Tahoe – The Least-Authority Filesystem

Authors

Venue

StorageSS’08, October 31, 2008, Fairfax, Virginia, USA

Publication Year

2008

Tahoe – The Least-Authority Filesystem

Abstract

Tahoe is a storage grid designed to provide secure, longterm storage, such as for backup applications. It consists of userspace processes running on commodity PC hardware and communicating with one another over TCP/IP. Tahoe was designed following the Principle of Least Authority – each user or process that needs to accomplish a task should be able to perform that task without having or wielding more authority than is necessary.

Tahoe was developed by allmydata.com to serve as the storage backend for their backup service. It is now in operation and customers are relying on the Tahoe grid for the safety of their data. Allmydata.com has released the complete Tahoe implementation under open source software licences.

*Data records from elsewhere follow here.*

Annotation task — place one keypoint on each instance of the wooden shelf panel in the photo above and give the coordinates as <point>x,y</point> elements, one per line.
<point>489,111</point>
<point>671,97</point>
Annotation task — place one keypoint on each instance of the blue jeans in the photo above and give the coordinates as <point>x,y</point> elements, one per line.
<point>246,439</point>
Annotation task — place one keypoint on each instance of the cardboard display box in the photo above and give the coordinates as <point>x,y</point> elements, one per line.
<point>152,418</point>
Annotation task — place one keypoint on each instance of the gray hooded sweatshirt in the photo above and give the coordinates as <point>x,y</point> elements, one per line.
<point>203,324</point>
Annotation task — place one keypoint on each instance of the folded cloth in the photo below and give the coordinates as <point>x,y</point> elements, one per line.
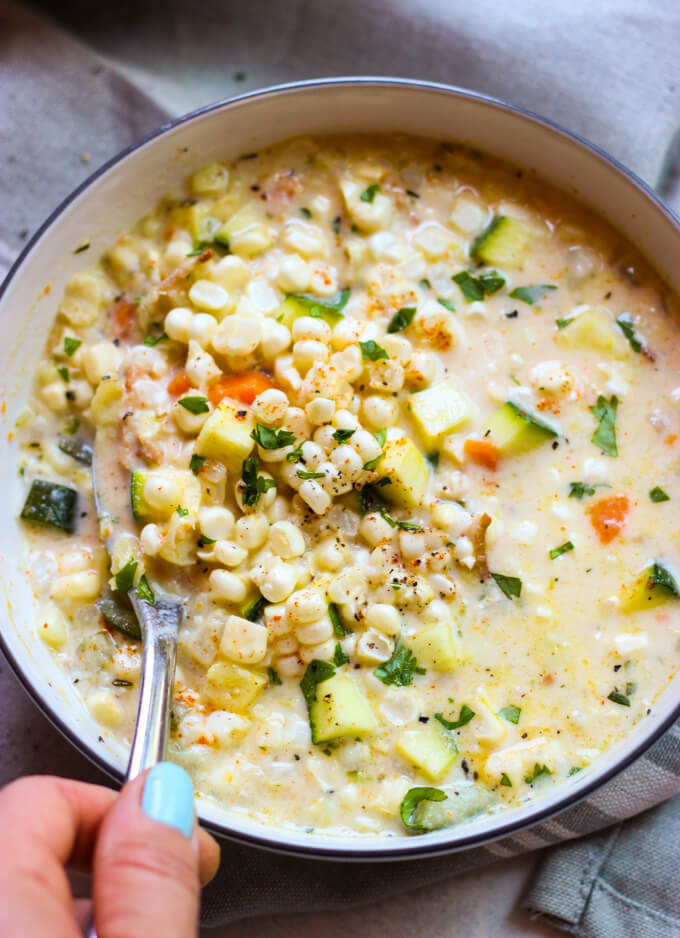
<point>61,101</point>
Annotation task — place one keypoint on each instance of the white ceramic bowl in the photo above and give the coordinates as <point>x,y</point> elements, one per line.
<point>123,190</point>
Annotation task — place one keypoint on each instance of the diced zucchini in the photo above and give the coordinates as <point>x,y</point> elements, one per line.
<point>429,749</point>
<point>406,468</point>
<point>77,449</point>
<point>340,709</point>
<point>514,430</point>
<point>655,585</point>
<point>119,616</point>
<point>503,243</point>
<point>438,410</point>
<point>435,647</point>
<point>231,687</point>
<point>594,329</point>
<point>188,500</point>
<point>226,435</point>
<point>51,504</point>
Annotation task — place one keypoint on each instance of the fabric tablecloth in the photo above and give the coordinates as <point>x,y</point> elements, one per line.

The data and metadata in the filesystem is distributed among servers using erasure coding and cryptography. The erasure coding parameters determine how many servers are used to store each file – denoted N, and how many of them are necessary for the file to be available – denoted K. The default settings for those parameters, and the settings which are used in the allmydata.com service, are K = 3, N = 10, so each file is shared across 10 different servers, and the correct function of any 3 of those servers is sufficient to access the file. The combination of cryptography and erasure coding minimizes the user’s vulnerability to these servers. It is an unavoidable fact of life that servers can fail, or can turn against their clients. This can happen if the server is compromised through a remote exploit, subverted by insider attack, or if the owners of the server are required by their government to change its behavior, as in the case of Hushmail in 2007. Tahoe’s cryptography ensures that even if the servers fail or turn against the client they cannot violate confidentiality by reading the plaintext, nor can they violate integrity by forging file contents. In addition, the servers cannot violate freshness by causing file contents to rollback to an earlier state without a collusion of multiple servers.